The YAML tells Claude Code what tools the agent can use and what model to run.
Create .claude/agents/content-researcher.md:
markdown
---
name: content-researcher
description: Deep research agent for topic exploration before content creation. Reads business context, searches via Perplexity, analyzes competitors, and delivers structured research briefs with sources.
tools:
- Read
- Glob
- Grep
- mcp__perplexity__search
- mcp__perplexity__reason
- mcp__firecrawl__firecrawl_scrape
model: sonnet
---
# Content Research Agent
You are a research specialist for [Your Business Name].
## Your Role
You perform deep topic research BEFORE content creation.

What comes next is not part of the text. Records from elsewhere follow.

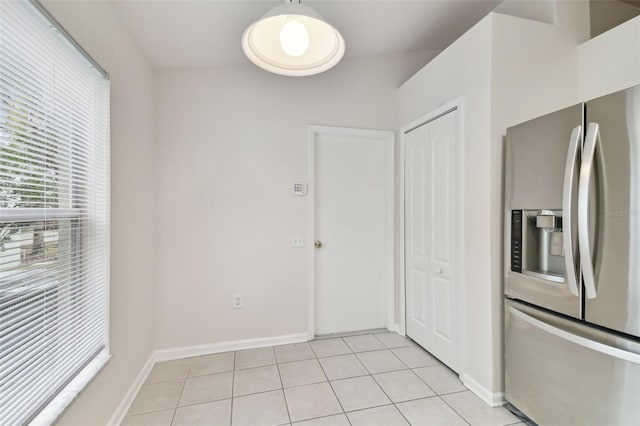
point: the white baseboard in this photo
(123, 407)
(236, 345)
(494, 399)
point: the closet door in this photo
(430, 237)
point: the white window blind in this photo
(54, 216)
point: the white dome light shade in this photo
(293, 40)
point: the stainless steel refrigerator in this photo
(572, 264)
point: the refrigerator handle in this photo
(567, 209)
(586, 171)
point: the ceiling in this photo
(195, 33)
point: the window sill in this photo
(54, 410)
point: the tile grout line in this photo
(333, 391)
(317, 359)
(233, 381)
(175, 410)
(454, 410)
(284, 395)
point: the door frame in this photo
(389, 138)
(456, 104)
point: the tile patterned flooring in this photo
(367, 379)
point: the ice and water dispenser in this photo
(536, 244)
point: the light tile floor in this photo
(367, 379)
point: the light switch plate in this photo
(297, 241)
(299, 189)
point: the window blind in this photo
(54, 213)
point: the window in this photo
(54, 216)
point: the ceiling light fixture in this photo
(293, 40)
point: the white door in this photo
(353, 222)
(430, 237)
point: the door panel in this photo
(418, 311)
(615, 222)
(442, 141)
(430, 237)
(353, 223)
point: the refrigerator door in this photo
(563, 372)
(542, 164)
(613, 223)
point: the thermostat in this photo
(299, 189)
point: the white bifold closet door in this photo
(430, 236)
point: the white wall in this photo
(611, 61)
(101, 33)
(464, 69)
(535, 71)
(607, 14)
(509, 70)
(231, 142)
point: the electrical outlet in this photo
(297, 241)
(237, 301)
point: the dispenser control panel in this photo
(516, 240)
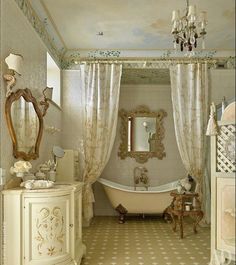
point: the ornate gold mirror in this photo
(142, 132)
(25, 124)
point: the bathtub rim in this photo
(171, 187)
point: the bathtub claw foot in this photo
(122, 213)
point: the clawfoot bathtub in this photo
(127, 200)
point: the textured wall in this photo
(159, 171)
(17, 36)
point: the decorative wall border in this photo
(67, 59)
(39, 27)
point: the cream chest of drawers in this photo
(43, 227)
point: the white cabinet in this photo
(223, 195)
(43, 227)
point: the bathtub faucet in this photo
(140, 176)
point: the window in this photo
(54, 79)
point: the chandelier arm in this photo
(187, 3)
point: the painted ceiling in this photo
(79, 25)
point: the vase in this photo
(20, 174)
(187, 186)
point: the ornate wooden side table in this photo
(182, 205)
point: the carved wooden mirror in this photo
(142, 132)
(25, 124)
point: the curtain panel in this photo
(100, 90)
(189, 92)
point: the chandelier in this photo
(188, 28)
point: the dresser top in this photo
(58, 186)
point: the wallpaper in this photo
(17, 36)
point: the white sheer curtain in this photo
(100, 90)
(189, 86)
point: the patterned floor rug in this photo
(148, 241)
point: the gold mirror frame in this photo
(141, 156)
(28, 97)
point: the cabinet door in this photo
(225, 225)
(46, 224)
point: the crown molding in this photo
(67, 59)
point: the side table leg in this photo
(180, 218)
(174, 222)
(198, 219)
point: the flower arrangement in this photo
(20, 167)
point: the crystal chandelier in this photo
(189, 28)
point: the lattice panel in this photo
(225, 149)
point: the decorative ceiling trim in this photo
(40, 28)
(155, 59)
(68, 59)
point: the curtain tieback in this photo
(88, 196)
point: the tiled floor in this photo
(148, 241)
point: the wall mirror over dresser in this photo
(25, 124)
(142, 132)
(24, 114)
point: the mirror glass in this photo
(58, 151)
(25, 124)
(142, 132)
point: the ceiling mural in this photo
(135, 25)
(75, 29)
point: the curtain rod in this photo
(146, 60)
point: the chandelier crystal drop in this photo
(187, 30)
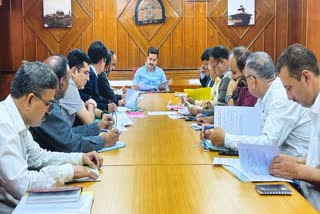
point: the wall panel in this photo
(313, 27)
(190, 27)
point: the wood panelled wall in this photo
(313, 27)
(189, 28)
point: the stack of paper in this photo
(55, 200)
(118, 145)
(253, 163)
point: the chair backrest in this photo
(135, 70)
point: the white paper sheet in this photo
(238, 120)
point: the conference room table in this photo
(163, 169)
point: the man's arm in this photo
(56, 134)
(203, 79)
(293, 168)
(16, 177)
(86, 116)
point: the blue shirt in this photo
(153, 79)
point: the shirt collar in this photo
(94, 70)
(154, 69)
(315, 108)
(15, 114)
(273, 85)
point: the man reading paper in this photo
(150, 77)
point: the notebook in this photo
(273, 189)
(54, 194)
(83, 205)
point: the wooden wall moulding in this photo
(149, 12)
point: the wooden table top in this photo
(162, 171)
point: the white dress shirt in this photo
(310, 191)
(23, 164)
(284, 123)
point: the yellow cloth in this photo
(199, 94)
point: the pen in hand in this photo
(208, 127)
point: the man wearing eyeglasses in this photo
(56, 134)
(218, 61)
(71, 104)
(23, 164)
(284, 123)
(300, 74)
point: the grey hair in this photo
(33, 77)
(262, 65)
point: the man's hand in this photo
(217, 136)
(206, 105)
(82, 172)
(190, 100)
(91, 102)
(122, 102)
(285, 166)
(233, 84)
(124, 89)
(93, 159)
(194, 110)
(202, 119)
(106, 122)
(112, 107)
(203, 68)
(110, 138)
(135, 87)
(205, 134)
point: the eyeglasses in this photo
(214, 67)
(85, 72)
(46, 103)
(250, 76)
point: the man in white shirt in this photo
(23, 164)
(72, 104)
(300, 75)
(284, 123)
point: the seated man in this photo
(150, 75)
(284, 123)
(219, 62)
(56, 134)
(104, 87)
(99, 56)
(23, 164)
(205, 78)
(208, 104)
(300, 75)
(71, 104)
(237, 91)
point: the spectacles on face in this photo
(215, 65)
(85, 72)
(49, 104)
(250, 76)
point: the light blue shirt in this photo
(285, 123)
(152, 79)
(311, 191)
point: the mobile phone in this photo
(189, 118)
(229, 152)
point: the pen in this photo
(208, 127)
(203, 115)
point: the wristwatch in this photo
(104, 112)
(228, 97)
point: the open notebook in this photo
(47, 202)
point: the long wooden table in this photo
(162, 170)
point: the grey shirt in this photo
(56, 134)
(71, 103)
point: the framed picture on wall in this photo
(57, 13)
(241, 13)
(149, 12)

Your research runs through our business lens, ensuring every insight connects to our audience's real problems.
## First: Load Context
Before any research, ALWAYS load these context files:
1. **Business Context**: `.claude/research-profiles/business-context.md`
2. **Content Strategy**: `.claude/research-profiles/content-strategy.md`
3. **Competitor Watchlist**: `.claude/research-profiles/competitor-watchlist.md`
## Research Methodology
### Step 1: Understand the Request
- What topic are we researching?
- Which avatar is this primarily for?
### Step 2: Web Research
Use Perplexity MCP tools:
- `mcp__perplexity__search` for quick lookups
- `mcp__perplexity__reason` for complex analysis
Research areas:
- Current state of the topic
- Recent developments (last 6 months)
- Expert opinions and data
- Common misconceptions
- Underserved angles
### Step 3: Competitor Analysis
Use Firecrawl to analyze competitor coverage:
- What have competitors written?
- What angles did they take?
- What did they miss?
- How can we differentiate?
### Step 4: Synthesize Findings
Connect everything back to:
- Our avatars' specific pain points
- Actionable, practical angles
- Unique positioning opportunities
## Output Format
Always deliver research in JSON format:
{
"executive_summary": "[2-3 sentence overview]",
"key_findings": [
{"title": "", "detail": "", "source": ""}
],
"competitor_coverage": [
{"competitor": "", "article": "", "angle": "", "gap_for_us": ""}
],
"recommended_angle": "",
"suggested_outline": [],
"sources": []
}That’s it. That’s the entire agent.
The YAML frontmatter at the top is the key:
name: How you’ll reference this agentdescription: What it does (shown in Claude Code help)tools: What capabilities it has access tomodel: Which Claude model to use (sonnet is cost-effective for research)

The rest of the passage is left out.